Microsoft Wednesday said that an entry-level edition of its Visual Studio tools will remain free and available for use without restrictions for developers.
Microsoft initially offered Visual Studio Express, launched last November, free for a year. The company decided to make the tool free permanently because of the “incredibly positive response” from both hobbyists and students who like having easy and free access to the tool, Microsoft said in an e-mail statement.
Microsoft has traditionally tried to foster a strong ecosystem around its developer tools.
There are five versions of Visual Studio Express: Visual Web Developer Express, Visual Basic Express, Visual C# Express, Visual C++ Express and Visual J# Express. Microsoft also launched a free, entry-level version of its database, SQL Server Express, at the same time it released Visual Studio Express.
Microsoft Wednesday said it has worked with partners to create add-ons to Visual Studio Express to lure both young developers who are just learning how to code and hobbyist developers who code for fun at home.
For example, working with the toy company The Lego Group, Microsoft created an application that allows people with Lego Mindstorms robots to use Visual Studio Express to program the robots to do specific commands, such as maneuver around obstacles or be controlled from a keyboard or a mouse, the company said.
EBay also is providing a Visual Studio Web Developer Express starter kit with prebuilt technology and templates for helping developers quickly build applications for the auction site, Microsoft said.
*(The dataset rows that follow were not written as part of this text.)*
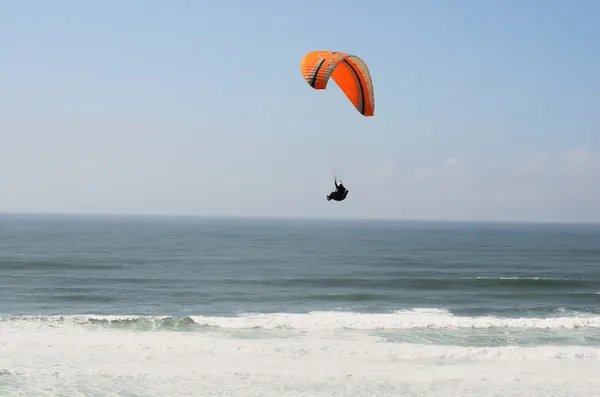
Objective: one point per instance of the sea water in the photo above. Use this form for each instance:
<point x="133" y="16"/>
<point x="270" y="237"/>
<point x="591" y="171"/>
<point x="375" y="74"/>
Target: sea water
<point x="158" y="306"/>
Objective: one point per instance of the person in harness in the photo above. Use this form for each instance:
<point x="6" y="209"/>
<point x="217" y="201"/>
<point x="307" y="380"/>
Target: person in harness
<point x="340" y="192"/>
Both Visual Studio Express and SQL Server Express will be on display at Maker Faire in San Mateo, Calif., on Saturday and Sunday. Hosted by O’Reilly Media’s Make Magazine, the fair is aimed at building and encouraging a grassroots community of hobbyist and student inventors and technology developers.
The Visual Studio 2005 Express editions are available for download Wednesday from the Microsoft Developer Network.
More information on Maker Faire as well as technology and resources for hobbyist and student developers is available on Microsoft’s Coding4Fun website.